The Cephas dialogue is an expression of the practice we have called “actively waiting for the Lord” to appear–how, we do not know. At the prison, we do not press the name of the risen One on the men to make him appear. But on Good Friday, he did–for all who were there! It matters not by what name or symbol anyone in that circle knew Love’s appearing. The fact is, like the women of the Easter story, D was far from the tomb, no longer afraid, and speaking–and in his speaking he had become a fisher of men. Resurrection means–not the thing that happened, of which you can make a suit of armor and steely facts from which you never move or speak, as you stand convinced in the cold corridors of the culture’s castle. Resurrection means that you know, or you are actively waiting to know, that something wonderful has happened just now. Resurrection means that you are so deep into the dialogue with what is really going on in your life–with who is really going on in your life–that, impatient of small talk and traditional religious answers forced into every cry of anguish heard in this world, you are ready to tell it like it is. Going to Galilee to see him means that you are ready yourself, you know not how, to be an instrument of God’s peace, to become fully human, judging no one, and knowing nothing of how God can appear in the flesh, yet willing that God might appear through you or to you by anyone, alongside any sinner, no matter his story, no matter her past. To wait upon the Lord is to wait actively, passionately for Love to rise between the words of the dialogue of your life.

And lest it seem that this very personal encounter have no great effects beyond your own concerns and your own peace of mind, hear, in closing, one story more about the miracle of waiting on the Lord when the world is almost at war. It happened this way for Martin Buber, the great Jewish mystic, and for a Christian clergyman in the year of 1914, just months before the great war was unleashed.

My friendship with one now dead arose in an incident that may be described, if you will, as a broken-off conversation. The date is Easter 1914. Some men from different European peoples had met in an undefined presentiment of the catastrophe [the First World War], in order to make preparations for an attempt to establish a supra-national authority. The conversations were marked by that unreserve, whose substance and fruitfulness I have scarcely ever experienced so strongly. It had such an effect on all who took part that the fictitious fell away and every word was an actuality. Then, as we discussed the composition of the larger circle from which public initiative should proceed . . . one of us, a man of passionate concentration and judicial power of love, raised the consideration that too many Jews had been nominated, so that several countries would be represented in unseemly proportion by their Jews . . . Obstinate Jew that I am, I protested against the protest. I no longer know how from that I came to speak of Jesus and to say that we Jews knew him from within, in the impulses and stirrings of his Jewish being, in a way that remains inaccessible to the peoples submissive to him. “In a way that remains inaccessible to you”–so I directly addressed the [late] clergyman. He stood up, I too stood, we looked into the heart of one another’s eyes. “It is gone,” he said, and before everyone we gave one another the kiss of brotherhood.
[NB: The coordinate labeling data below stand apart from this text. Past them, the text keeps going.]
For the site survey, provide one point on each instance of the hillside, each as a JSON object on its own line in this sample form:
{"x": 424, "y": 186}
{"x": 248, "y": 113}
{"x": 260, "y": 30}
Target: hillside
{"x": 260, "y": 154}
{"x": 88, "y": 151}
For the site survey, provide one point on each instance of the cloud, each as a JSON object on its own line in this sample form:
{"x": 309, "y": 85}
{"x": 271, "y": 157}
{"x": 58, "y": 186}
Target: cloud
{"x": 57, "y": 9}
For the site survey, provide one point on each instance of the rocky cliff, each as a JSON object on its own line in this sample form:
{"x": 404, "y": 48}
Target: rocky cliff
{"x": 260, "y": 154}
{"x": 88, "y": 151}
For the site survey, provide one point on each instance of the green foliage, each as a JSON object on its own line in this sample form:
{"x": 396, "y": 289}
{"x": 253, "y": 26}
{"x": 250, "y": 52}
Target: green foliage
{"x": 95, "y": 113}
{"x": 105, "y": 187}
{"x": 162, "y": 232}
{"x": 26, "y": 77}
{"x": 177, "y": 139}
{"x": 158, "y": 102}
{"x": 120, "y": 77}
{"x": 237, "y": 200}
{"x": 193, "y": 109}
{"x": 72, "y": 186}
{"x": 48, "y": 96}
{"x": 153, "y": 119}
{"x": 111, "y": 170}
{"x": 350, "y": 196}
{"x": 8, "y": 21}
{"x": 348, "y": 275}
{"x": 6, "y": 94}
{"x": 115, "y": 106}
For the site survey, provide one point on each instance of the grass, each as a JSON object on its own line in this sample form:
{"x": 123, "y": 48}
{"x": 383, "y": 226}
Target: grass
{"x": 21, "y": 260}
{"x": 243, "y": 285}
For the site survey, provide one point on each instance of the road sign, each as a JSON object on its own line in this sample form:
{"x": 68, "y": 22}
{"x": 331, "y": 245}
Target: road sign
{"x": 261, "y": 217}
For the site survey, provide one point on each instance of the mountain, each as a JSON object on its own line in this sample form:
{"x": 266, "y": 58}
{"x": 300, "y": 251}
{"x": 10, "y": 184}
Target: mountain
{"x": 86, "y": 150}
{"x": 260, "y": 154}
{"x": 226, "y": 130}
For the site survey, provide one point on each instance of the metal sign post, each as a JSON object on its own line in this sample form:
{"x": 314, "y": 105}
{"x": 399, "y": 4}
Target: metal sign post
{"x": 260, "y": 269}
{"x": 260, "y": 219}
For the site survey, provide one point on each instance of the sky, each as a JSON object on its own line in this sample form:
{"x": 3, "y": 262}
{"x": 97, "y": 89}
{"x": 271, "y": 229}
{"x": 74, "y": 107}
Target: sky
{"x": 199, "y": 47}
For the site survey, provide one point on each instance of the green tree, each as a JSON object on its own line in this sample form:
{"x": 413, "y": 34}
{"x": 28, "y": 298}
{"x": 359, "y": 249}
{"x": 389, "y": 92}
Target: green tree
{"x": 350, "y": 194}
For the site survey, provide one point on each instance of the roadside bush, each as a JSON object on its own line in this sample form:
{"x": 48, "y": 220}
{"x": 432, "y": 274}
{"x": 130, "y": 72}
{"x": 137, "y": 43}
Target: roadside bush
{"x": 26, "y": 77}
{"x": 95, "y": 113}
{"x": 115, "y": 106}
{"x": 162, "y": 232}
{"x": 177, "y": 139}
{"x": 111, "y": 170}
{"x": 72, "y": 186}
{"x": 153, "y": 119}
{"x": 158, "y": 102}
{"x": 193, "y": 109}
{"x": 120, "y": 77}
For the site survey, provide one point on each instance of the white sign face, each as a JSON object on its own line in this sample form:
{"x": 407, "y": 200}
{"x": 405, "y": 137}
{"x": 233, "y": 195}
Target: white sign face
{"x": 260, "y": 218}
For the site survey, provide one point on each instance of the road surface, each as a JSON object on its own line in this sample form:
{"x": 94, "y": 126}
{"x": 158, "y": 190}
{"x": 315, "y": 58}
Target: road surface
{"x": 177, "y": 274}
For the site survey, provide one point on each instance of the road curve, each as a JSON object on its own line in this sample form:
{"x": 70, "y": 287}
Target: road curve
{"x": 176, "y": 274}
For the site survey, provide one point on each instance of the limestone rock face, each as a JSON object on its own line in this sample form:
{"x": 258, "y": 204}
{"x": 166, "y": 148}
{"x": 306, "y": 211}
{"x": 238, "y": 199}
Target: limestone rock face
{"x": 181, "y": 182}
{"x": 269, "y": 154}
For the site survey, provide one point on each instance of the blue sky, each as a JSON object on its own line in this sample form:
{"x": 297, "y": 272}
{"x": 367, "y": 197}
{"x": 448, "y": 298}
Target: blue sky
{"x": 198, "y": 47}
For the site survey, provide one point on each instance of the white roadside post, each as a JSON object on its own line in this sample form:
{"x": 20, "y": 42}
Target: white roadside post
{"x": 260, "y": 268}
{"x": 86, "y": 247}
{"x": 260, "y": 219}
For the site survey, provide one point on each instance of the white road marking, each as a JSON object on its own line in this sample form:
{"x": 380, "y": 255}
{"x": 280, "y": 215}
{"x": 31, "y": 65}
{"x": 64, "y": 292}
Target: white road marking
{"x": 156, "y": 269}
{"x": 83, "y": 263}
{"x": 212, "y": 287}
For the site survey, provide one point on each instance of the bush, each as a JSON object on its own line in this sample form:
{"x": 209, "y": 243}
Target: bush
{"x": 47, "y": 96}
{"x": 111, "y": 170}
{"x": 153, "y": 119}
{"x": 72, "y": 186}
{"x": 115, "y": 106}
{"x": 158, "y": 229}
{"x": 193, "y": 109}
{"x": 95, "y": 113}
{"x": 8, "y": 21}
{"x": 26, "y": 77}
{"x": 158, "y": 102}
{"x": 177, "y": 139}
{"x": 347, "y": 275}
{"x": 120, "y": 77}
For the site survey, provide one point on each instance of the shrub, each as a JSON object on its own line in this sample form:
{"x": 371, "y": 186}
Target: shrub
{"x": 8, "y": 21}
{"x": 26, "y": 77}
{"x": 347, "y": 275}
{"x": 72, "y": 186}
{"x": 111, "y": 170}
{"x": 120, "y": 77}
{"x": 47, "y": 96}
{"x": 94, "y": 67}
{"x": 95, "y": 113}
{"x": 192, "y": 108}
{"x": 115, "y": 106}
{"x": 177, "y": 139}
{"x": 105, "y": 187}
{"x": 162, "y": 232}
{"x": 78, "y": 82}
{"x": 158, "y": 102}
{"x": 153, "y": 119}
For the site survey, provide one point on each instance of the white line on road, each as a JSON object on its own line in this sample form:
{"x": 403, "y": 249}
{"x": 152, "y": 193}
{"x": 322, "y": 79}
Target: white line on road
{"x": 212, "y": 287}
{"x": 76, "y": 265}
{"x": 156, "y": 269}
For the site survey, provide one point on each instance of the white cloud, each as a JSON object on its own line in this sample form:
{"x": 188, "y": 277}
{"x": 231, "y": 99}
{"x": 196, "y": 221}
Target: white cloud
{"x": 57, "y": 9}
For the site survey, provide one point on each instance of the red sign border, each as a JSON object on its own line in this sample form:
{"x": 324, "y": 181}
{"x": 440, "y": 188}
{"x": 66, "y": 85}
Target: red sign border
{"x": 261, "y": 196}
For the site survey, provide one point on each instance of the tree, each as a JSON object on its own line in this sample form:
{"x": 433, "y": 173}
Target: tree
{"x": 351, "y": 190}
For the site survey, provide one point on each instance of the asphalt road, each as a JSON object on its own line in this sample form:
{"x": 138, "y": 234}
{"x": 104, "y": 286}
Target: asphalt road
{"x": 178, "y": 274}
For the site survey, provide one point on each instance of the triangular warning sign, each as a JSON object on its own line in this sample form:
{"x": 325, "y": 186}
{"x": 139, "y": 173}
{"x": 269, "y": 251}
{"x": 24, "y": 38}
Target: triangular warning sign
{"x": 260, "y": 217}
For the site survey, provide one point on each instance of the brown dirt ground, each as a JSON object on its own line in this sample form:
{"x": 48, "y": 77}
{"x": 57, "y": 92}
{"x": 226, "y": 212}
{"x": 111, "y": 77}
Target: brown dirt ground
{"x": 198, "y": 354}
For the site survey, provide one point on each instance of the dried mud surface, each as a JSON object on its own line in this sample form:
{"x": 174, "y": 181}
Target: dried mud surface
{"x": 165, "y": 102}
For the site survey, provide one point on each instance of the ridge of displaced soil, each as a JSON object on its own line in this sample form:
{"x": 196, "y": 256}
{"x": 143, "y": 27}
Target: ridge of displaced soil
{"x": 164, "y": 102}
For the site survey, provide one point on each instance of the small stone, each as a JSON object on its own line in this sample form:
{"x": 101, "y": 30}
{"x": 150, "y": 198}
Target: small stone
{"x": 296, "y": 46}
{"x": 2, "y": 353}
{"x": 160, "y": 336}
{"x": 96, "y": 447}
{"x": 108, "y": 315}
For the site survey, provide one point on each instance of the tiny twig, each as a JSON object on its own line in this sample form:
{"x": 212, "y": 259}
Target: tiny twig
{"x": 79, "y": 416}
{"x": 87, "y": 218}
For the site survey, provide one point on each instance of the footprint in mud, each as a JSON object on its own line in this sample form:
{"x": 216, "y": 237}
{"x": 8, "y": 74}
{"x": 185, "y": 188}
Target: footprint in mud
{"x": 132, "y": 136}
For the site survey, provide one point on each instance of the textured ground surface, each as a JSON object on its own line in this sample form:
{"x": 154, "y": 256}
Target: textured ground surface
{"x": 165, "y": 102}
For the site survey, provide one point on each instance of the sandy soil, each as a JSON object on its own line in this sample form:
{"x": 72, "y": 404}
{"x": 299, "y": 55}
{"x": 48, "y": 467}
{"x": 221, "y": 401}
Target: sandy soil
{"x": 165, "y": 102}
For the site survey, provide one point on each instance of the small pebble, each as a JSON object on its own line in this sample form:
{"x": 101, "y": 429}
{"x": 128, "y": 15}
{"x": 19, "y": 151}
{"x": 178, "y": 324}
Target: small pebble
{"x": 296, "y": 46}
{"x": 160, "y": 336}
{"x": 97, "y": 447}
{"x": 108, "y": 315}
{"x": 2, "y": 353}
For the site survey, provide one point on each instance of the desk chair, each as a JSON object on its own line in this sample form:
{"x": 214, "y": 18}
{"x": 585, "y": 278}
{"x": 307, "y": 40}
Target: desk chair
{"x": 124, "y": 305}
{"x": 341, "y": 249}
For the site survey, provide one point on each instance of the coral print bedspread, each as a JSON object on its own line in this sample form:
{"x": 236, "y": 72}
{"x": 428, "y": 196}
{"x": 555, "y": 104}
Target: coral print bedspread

The discussion of the situation between Jews and Christians had been transformed into a bond between the Christian and the Jew. In this transformation, dialogue was fulfilled. Opinions were gone, in a bodily way the factual took place.

Martin Buber, Between Man and Man, MacMillan, 1947. p. 5ff.

Resurrection comes in the gift of no longer being afraid. Love comes in fact, in the flesh, able in spite of many words to speak truth and peace in a bond truer than any agreement of minds can make. For this, God raises Love from death to life in you. Christ is risen. He is risen indeed.